Lovable, a popular example of the so-called vibe-coding platforms, allowed unauthorized users to access sensitive user information.
“On March 20th, 2025, my colleague and I discovered a critical vulnerability in Lovable's implementation of Row Level Security (RLS) policies,” Matt Palmer from Replit, an AI coding assistant company, tweeted.
The vulnerability, CVE-2025-48757, was described as critical, and allegedly affects any Lovable project that uses a database created on or before April 15th.
The flaw is described as an incorrect authorization and stems from missing or insufficient RLS policies on databases.
“Lovable later introduced a "security scanner," but it merely checks for the existence of any RLS policy, not its correctness or alignment with application logic. This provides a false sense of security, failing to detect the misconfigurations that expose data,” he posted on X.
The vulnerability was independently discovered by software engineer Danial Asaria.
“I just hacked multiple @lovable_dev 'top launched' sites. Wait – what?” Asaria tweeted.
In less than an hour, Asaria allegedly extracted the following information from live production apps:
- Personal debt amounts
- Home addresses
- API keys (admin access)
- Spicy prompts
“Be cautious which 'vibe coder' you trust with your personal data,” Asaria added.

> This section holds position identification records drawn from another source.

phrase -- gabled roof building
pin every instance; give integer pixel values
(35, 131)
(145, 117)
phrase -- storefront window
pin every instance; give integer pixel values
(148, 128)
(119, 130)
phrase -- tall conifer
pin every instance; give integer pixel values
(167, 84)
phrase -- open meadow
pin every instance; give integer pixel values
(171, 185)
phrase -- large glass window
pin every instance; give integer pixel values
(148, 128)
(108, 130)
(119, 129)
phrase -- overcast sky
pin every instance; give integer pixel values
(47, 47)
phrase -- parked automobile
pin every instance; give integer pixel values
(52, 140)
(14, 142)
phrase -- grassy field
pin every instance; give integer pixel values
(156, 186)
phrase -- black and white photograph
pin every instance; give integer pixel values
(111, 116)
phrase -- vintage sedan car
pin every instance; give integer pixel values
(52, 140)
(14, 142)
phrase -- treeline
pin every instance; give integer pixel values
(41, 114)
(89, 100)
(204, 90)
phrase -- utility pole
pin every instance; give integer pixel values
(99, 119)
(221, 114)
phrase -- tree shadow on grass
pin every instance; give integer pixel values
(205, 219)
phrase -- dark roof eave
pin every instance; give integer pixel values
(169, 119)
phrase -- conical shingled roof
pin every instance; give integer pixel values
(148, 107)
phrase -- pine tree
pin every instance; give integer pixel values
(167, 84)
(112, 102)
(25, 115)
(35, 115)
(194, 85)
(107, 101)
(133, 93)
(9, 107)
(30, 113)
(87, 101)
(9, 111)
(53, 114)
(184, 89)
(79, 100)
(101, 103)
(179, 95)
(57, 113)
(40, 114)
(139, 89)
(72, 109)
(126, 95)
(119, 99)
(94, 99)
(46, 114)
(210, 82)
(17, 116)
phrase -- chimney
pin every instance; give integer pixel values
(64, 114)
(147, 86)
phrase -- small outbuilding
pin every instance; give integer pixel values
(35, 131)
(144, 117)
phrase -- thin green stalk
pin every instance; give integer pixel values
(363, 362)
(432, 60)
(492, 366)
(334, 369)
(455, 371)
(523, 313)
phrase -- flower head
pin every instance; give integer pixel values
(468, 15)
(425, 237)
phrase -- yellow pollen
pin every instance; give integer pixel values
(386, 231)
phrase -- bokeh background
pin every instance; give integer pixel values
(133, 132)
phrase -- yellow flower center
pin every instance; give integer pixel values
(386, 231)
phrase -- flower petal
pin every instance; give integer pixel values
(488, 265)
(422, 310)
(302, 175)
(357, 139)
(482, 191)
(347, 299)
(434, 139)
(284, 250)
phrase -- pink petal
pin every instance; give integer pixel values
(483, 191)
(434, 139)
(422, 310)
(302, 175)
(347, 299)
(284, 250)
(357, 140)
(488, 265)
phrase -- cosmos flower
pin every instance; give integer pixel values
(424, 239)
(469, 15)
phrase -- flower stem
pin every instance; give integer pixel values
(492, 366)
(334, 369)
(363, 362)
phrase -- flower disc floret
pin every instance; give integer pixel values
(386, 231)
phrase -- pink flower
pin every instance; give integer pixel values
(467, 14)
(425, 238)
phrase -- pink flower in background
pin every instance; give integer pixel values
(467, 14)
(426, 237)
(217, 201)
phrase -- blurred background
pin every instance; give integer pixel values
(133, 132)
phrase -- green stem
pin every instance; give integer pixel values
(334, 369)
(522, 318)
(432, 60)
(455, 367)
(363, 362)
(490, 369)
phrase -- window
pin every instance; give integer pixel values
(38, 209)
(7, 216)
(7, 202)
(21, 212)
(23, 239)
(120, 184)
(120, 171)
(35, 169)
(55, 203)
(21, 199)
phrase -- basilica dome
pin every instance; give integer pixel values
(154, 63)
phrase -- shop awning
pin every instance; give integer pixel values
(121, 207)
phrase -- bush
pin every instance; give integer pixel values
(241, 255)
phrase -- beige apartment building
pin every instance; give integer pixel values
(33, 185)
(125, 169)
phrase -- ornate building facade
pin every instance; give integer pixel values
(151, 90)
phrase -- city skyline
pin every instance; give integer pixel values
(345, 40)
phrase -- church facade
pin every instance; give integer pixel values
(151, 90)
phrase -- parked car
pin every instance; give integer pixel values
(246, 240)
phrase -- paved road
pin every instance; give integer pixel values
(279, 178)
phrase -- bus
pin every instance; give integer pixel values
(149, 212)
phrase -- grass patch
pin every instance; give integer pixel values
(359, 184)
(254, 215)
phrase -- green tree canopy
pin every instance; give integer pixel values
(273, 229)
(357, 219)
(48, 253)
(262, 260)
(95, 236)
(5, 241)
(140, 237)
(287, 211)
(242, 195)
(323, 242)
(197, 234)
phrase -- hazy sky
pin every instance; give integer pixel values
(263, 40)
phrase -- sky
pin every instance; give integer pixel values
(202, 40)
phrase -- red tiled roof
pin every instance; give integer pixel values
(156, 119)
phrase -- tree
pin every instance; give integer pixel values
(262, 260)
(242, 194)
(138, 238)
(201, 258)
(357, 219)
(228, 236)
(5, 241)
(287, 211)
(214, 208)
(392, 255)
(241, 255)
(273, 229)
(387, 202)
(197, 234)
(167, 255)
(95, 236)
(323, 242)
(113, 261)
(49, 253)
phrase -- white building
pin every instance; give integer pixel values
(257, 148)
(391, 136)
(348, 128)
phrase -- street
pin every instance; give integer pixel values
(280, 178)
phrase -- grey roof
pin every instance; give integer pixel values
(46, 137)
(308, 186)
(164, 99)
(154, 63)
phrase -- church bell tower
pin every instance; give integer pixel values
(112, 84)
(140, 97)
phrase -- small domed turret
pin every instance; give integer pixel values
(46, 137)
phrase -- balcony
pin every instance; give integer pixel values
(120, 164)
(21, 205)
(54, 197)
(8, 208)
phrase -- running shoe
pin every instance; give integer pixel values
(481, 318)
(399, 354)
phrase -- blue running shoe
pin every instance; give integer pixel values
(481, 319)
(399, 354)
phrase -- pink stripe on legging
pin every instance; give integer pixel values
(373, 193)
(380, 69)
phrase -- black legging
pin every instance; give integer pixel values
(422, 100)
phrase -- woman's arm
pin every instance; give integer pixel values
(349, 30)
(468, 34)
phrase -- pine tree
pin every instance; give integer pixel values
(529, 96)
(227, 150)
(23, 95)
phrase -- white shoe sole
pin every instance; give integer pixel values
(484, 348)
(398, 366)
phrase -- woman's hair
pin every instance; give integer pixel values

Lovable responded to the findings by saying it was now “significantly better at building secure apps than a few months ago.”
Sweden’s Lovable is on a rapid growth trajectory. Vibe coding is becoming a blessing and a curse for many developers, who are pressured to improve and finish projects at a breakneck speed. Hence, it is also enjoying (and suffering) an increased spotlight in the mainstream media.
Just a few months ago, Lovable was criticized as the easiest tool for creating phishing scams when compared to ChatGPT and Claude.